Les élites de Wall Street à New York signent des chèques massifs pour soutenir la course à la mairie d’Andrew Cuomo, tandis que certains membres de la base font des dons à Zohran Mamdani dans l’espoir qu’un jour leurs salaires beaucoup plus modestes puissent leur permettre de trouver un appartement sans colocataires.

L’analyse par Trading Insider des données sur les dons et les conversations avec les donateurs à Wall Street ont mis en lumière cette fracture avant le premier débat sur les élections générales de jeudi soir.

Près de 80 % des employés de front-office les mieux rémunérés, comme les banquiers d’investissement ou les gestionnaires de fonds spéculatifs, ont fait des dons à Cuomo et aux groupes affiliés. Le camp Mamdani s’est imposé parmi presque toutes les autres fonctions professionnelles, recevant des dons directs de près de 90 % des donateurs du back-office, comme ceux des opérations, des ressources humaines, de la technologie et de la recherche.

Prenez Jane Street, un groupe commercial très secret. Seize de ses employés ont fait un don aux deux candidats pour un total d’un peu plus de 10 000 $. Un seul – un commerçant – a boosté Cuomo en écrivant un chèque de 5 000 $. Les quinze autres, pour la plupart des ingénieurs logiciels, ont donné en moyenne un peu plus de 350 dollars chacun à Mamdani.
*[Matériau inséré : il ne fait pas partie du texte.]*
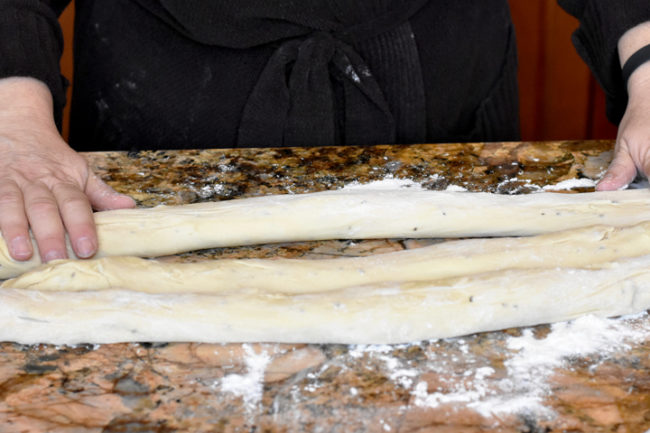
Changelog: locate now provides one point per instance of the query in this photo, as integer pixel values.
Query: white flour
(249, 386)
(533, 361)
(392, 183)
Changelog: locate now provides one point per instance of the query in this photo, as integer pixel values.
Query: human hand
(44, 184)
(632, 151)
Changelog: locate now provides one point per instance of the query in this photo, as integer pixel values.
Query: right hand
(44, 184)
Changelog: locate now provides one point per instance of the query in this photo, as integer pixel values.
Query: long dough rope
(591, 247)
(391, 313)
(353, 214)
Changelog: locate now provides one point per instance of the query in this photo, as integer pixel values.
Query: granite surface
(476, 383)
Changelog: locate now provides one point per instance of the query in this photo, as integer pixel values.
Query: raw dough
(350, 214)
(390, 313)
(589, 247)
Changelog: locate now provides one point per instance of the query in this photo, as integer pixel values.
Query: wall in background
(559, 98)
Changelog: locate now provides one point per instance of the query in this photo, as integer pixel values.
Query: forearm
(24, 96)
(633, 40)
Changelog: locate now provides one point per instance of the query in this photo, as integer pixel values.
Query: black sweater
(216, 73)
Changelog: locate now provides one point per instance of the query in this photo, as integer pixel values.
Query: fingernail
(20, 248)
(85, 248)
(53, 255)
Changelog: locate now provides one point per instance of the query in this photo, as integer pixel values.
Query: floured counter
(586, 375)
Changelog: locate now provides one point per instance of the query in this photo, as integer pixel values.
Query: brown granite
(321, 388)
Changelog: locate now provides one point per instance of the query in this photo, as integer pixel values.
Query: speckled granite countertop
(532, 380)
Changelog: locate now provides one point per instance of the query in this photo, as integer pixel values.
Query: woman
(211, 73)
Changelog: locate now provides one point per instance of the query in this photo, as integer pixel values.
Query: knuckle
(42, 205)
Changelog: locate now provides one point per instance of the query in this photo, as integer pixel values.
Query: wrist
(25, 96)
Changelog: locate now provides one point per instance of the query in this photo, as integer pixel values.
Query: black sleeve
(602, 23)
(31, 44)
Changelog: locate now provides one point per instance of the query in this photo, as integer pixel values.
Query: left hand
(632, 151)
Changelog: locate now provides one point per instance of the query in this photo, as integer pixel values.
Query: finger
(77, 216)
(13, 221)
(45, 221)
(620, 173)
(103, 197)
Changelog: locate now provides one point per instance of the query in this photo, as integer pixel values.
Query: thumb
(620, 173)
(103, 197)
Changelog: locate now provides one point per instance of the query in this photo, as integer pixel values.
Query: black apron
(209, 73)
Quand l’Amérique pense à Wall Street, elle imagine des banquiers d’investissement parés de chemises à col et de gilets Patagonia. De nombreux travailleurs du secteur financier ne concluent pas de grosses affaires : ils gagnent moins de 200 000 $. Ils ont fait don de 25 $ ici et de 110 $ là parce qu’ils apprécient l’accent mis par Mamdani sur le coût de la vie. Même pour ceux qui gagnent six chiffres dans la finance, les loyers sont élevés.

C’était un « été chaud pour les communistes » dans les back-offices de Wall Street

Les Wall Streetistes se sont présentés pour Mamdani en nombre légèrement plus élevé, mais avec des chèques moins importants.
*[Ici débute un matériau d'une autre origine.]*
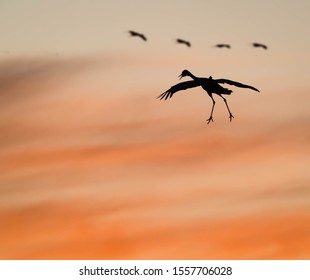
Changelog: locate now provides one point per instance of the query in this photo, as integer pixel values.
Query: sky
(93, 166)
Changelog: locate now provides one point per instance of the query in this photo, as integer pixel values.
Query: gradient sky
(95, 167)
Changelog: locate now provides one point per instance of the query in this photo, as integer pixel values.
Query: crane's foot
(231, 116)
(209, 120)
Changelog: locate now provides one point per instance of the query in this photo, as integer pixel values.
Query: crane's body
(137, 34)
(209, 85)
(181, 41)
Dans plus de 400 sociétés financières, 397 travailleurs ont fait un don directement à la campagne de Cuomo, contre 401 à celle de Mamdani. Les donateurs de Cuomo avaient les poches les plus riches, donnant 88 % du total des dollars donnés, avec un don moyen par employé de 1 006 $, contre 131 $ pour Mamdani.
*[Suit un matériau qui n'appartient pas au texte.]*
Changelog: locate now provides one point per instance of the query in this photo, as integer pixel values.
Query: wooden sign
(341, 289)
Si l’on prend en compte les dépenses du PAC, la disparité en dollars entre pro-Cuomo et anti-Mamdani est encore plus grande : 95 % des plus de 9 millions de dollars donnés par l’industrie ont été destinés à soutenir Cuomo, qui a son propre plan d’accessibilité financière mais a également mis l’accent sur la criminalité et la sécurité du métro au cours de sa campagne.

Mamdani a reçu moins de 5 % des dons provenant de gestionnaires et de professionnels de l’investissement, contre les deux tiers des dons versés par tous les autres rôles. Les techniciens du secteur financier ont particulièrement soutenu Mamdani par rapport aux autres départements, lui accordant 88 % de leurs dons.

L’écart de richesse entre front et back office est relatif. Un hypothétique assistant administratif gagnant environ 83 000 $ par an se demande peut-être s’il peut se permettre une maison assez grande pour deux enfants, mais il n’a pas de mal à nourrir sa famille. Mais comparé à un banquier d’investissement en début de carrière gagnant près de 300 000 dollars et en passe d’atteindre 1,25 million de dollars lorsqu’il deviendra directeur général, il existe un énorme gouffre financier. Le salaire de l’assistant serait très élevé dans d’autres villes, mais à New York, les employés du back-office ont déclaré à Trading Insider que leurs positions relatives signifient qu’ils ont plus de relations avec la classe moyenne de Mamdani qu’avec leurs patrons.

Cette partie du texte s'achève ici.